I see no reason why Exxon, Chevron, BP, Total SA, and Royal Dutch Shell won’t be the owners of the energy sources that propel the world’s future, and with a growing world population of 7 billion people that is still rapidly industrializing, the energy demands in the future decades will be enormous. If you can shrug off volatility because you can appreciate the current underlying profits and recognize that the industry will eventually morph to reflect technological advances in the energy space, owning these large oil stocks can be one of the best dividend investments you can make for the super long haul.
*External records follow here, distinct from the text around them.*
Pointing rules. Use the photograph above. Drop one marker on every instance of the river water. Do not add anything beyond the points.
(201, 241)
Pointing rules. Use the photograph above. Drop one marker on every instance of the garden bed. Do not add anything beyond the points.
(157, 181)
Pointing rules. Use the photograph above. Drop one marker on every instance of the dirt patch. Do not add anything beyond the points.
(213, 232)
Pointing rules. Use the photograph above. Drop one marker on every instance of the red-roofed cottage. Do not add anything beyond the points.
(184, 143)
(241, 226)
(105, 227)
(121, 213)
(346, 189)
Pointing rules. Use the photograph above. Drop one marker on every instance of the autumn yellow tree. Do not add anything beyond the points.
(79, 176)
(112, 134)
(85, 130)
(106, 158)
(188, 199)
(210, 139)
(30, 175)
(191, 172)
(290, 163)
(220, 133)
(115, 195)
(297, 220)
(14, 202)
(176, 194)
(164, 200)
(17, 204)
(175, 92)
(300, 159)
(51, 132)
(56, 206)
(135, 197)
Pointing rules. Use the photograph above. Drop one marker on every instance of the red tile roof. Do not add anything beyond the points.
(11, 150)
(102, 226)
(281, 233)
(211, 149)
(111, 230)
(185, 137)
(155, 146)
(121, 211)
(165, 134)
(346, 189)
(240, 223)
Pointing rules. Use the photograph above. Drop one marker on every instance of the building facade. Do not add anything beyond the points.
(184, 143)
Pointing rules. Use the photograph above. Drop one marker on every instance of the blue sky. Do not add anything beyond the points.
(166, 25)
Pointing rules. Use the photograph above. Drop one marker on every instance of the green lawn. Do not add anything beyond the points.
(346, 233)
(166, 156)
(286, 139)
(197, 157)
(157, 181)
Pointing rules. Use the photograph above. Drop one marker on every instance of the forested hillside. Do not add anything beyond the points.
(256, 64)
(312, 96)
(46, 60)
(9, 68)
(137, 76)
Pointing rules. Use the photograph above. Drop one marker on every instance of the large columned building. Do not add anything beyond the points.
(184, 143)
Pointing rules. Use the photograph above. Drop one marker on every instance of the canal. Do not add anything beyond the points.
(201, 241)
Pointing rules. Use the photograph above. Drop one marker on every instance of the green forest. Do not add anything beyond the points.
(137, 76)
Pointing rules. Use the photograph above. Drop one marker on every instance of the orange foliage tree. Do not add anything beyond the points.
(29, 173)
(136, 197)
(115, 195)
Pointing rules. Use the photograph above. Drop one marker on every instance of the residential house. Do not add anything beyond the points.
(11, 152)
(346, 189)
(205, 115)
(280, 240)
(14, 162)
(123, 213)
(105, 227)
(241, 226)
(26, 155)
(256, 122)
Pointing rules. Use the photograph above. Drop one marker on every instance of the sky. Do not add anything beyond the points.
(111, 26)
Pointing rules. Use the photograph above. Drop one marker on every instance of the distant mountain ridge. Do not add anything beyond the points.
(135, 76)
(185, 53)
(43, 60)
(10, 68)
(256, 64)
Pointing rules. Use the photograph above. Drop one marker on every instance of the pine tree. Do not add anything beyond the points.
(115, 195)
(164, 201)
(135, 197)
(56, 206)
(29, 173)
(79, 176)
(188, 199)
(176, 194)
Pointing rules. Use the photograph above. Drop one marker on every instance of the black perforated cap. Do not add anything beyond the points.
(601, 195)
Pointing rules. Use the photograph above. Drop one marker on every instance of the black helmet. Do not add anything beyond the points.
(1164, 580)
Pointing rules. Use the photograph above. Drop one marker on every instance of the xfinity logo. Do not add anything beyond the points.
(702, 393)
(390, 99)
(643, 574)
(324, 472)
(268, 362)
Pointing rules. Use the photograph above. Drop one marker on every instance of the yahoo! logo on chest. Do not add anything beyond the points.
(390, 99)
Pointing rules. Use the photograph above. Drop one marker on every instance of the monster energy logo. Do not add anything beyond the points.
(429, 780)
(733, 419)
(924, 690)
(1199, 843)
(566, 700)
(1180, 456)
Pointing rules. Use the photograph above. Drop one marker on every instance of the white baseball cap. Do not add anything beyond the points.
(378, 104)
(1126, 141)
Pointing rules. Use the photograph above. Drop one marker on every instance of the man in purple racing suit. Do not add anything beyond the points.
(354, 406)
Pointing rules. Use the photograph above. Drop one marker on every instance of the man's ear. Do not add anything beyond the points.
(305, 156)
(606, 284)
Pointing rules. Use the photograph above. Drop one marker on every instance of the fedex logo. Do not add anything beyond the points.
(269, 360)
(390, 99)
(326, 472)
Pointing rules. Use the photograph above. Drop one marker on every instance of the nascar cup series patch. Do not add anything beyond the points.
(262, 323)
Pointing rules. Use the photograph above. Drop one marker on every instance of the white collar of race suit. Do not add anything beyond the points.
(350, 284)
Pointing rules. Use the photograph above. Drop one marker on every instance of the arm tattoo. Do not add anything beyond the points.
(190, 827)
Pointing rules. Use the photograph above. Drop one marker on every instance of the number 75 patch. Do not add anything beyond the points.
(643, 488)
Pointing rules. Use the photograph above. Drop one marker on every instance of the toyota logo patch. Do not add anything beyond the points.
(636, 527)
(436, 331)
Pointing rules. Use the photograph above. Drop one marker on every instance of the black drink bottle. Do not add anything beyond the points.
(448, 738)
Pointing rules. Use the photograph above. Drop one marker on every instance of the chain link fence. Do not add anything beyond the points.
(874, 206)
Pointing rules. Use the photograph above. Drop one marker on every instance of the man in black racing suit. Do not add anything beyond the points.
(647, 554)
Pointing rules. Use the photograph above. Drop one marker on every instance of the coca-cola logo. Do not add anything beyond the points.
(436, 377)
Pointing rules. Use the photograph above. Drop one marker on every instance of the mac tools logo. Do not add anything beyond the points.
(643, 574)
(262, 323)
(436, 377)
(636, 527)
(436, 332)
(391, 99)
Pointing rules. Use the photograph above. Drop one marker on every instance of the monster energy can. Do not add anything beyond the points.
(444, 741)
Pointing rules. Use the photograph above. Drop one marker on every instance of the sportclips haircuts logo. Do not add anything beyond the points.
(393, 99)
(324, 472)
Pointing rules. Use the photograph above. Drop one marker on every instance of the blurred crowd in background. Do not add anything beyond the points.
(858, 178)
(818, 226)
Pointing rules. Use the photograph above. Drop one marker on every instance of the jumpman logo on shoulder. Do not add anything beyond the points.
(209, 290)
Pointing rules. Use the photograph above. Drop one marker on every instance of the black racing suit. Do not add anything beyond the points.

This same scene repeats itself over and over. Energy companies work through the business cycle, and wild pessimism takes over. But Chevron is stronger than it has ever been, producing over a million barrels of oil equivalents per today, and currently offers a 4.5% dividend yield. Worrying about the dividend freeze misses the forest for the trees. The important principle is that these companies generate enormous amounts of cash even at the current point in the business cycle, and worrying about near-term dividend turbulence ignores the high amounts of dividend income and capital gains that will arrive in the future. Actually holding and reinvesting Chevron dividends for ten years would give most people a better feel for how downturns increase the velocity of wealth creation provided the dividend-paying company remains in sound health, and the constant acquisition of free shares through dividend reinvestment softens the blows of volatility. The current reality, and the future for oil companies, is much brighter than the current conventional wisdom on the sector would have you believe.